Located in Southwest National Park, the South Coast Track is one of Tasmania's most remote tracks, combining an extraordinary range of environments and conditions featuring bleak button grass plains, breathtaking ocean vistas, unspoilt temperate rainforest and an exposed alpine plateau. The walk encompasses the entire panorama of Tasmania's geological history from its oldest rocks in the west (600 million years old), coal seams and fluted dolerite cliffs in the east (160m) to sands and gravels from the last ice age (2m).
The sense of isolation is highlighted by the light aircraft flight from Cambridge Airport (Hobart) to the landing strip at Melaleuca. This short exhilarating flight provides spectacular views of the Eastern Arthur Range, including the remarkable Federation Peak, before landing at the now-defunct tin mining works at Melaleuca.

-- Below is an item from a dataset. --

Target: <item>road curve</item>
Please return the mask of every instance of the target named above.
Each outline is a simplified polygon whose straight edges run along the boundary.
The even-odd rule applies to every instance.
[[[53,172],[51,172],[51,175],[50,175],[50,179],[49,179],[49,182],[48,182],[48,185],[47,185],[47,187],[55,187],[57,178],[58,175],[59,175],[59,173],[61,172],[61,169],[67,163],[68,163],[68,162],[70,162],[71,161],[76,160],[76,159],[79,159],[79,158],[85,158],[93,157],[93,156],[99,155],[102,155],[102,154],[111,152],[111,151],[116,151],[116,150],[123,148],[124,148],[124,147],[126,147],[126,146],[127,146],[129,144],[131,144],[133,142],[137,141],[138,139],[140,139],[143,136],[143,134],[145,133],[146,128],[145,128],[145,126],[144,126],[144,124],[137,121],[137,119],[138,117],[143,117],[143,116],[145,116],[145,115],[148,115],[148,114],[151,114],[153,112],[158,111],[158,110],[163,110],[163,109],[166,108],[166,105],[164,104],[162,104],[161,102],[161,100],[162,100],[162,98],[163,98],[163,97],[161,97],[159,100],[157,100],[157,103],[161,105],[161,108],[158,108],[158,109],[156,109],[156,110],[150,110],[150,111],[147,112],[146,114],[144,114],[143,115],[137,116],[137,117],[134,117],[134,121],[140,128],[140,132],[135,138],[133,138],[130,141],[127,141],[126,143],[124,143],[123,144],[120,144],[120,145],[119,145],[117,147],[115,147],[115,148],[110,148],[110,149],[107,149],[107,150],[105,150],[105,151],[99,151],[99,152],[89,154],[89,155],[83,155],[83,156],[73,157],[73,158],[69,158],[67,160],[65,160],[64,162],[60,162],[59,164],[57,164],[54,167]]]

After spending the evening at Tasmania Wilderness Expeditions' own rural retreat, Base Camp Tasmania we fly to Melaleuca airstrip near Bathurst Harbour and start our walk from there. We descend on gentle slopes to Freney Lagoon with the bleak New Harbour Range to the west, and then along the beach at Cox Bight. After a short walk we arrive at our delightful campsite at Point Eric in the forest above the beach. You can enjoy a refreshing swim in the Bight here before dinner or just soak up the views.
We leave the beach for a short steep climb up the Red Point Hills which gives us our first views of the track ahead to our destination at the river, and the Ironbound Range beyond. Gentle walking around the slopes as we gradually descend onto the flood plain of the Louisa River. We walk through occasional thickets of eucalypts at stream crossings, and ford the Louisa River leading us to our campsite. Based in the forest next to the ancient alluvial deposits exposed by the river, there is an opportunity for a quick dip in the river to freshen up.
An early start for the long and strenuous climb up the Ironbounds for our lunch stop. We ascend from the moorland plain to an exposed alpine plateau on the range, with more stunning 3600 views from Louisa Bay to Federation Peak and beyond. The plateau features typical low growing alpine flora, featuring wind and ice-pruned herbs, grasses and shrubs, cushion plants, and stunted eucalypts. We descend from the Ironbounds plateau on the more sheltered eastern side of the range, with a striking change to a temperate rainforest featuring a variety of old growth trees (sassafras, myrtle, leatherwood and celery-top pine). Our campsite is at the peaceful Little Deadmans Bay with another swimming opportunity, and the chance to explore the coastal fringe.
An easy day's walking to Prion Beach and the New River Lagoon. We walk the beach with the Southern Ocean booming on our right to the lagoon entrance, and cross it by rowboats to our campsite among the coastal tea-trees. The wonderful coastal and lagoon views here are matched by the backdrop of Precipitous Bluff in the hinterland and the Ironbounds to the west. Refreshing swims are again possible in the lagoon.
A short wade along the sandy lagoon leads us to our track through the eucalypt forest and on to the aptly-named Granite Beach, and the delightful waterfall at our campsite. Along the way we rejoin the Southern Ocean for another beach walk at Surprise Bay and catch the first sight of the spectacular Fluted Cliffs of dolerite on South Cape. We camp with the sound of ocean breakers in a pretty treed glade above the rounded granite boulders of the beach.
We head inland from Granite Beach over the South Cape Range to our campsite at the beautiful lagoon at South Cape Rivulet - through button grass plains and open forest with views of Pindars Peak in the distance to the north, and more coastal views to the south. Once again we can freshen up here with a swim in the lagoon or just roam along the wide ocean beach at South Cape Bay.
This is a pleasant, undemanding day's walk to our final campsite at Cockle Creek beside the ocean, with more stunning ocean views across to the fluted dolerite formations on South East Cape. We pass the brooding mass of Coal Bluff and the headland of Lion Rock, before turning inland along a pleasant track in open heathland to Rocky Bay at Cockle Creek.
A morning swim, a leisurely breakfast with time to explore beautiful Rocky Bay (and maybe a short walk to Fishers Point) before we join the mini-bus back to Base Camp Tasmania. Along the way we pass through the delightful hamlets of Southport and Dover before journeying through the Huon Valley to our destination for a well-deserved home-cooked meal and a glass of wine.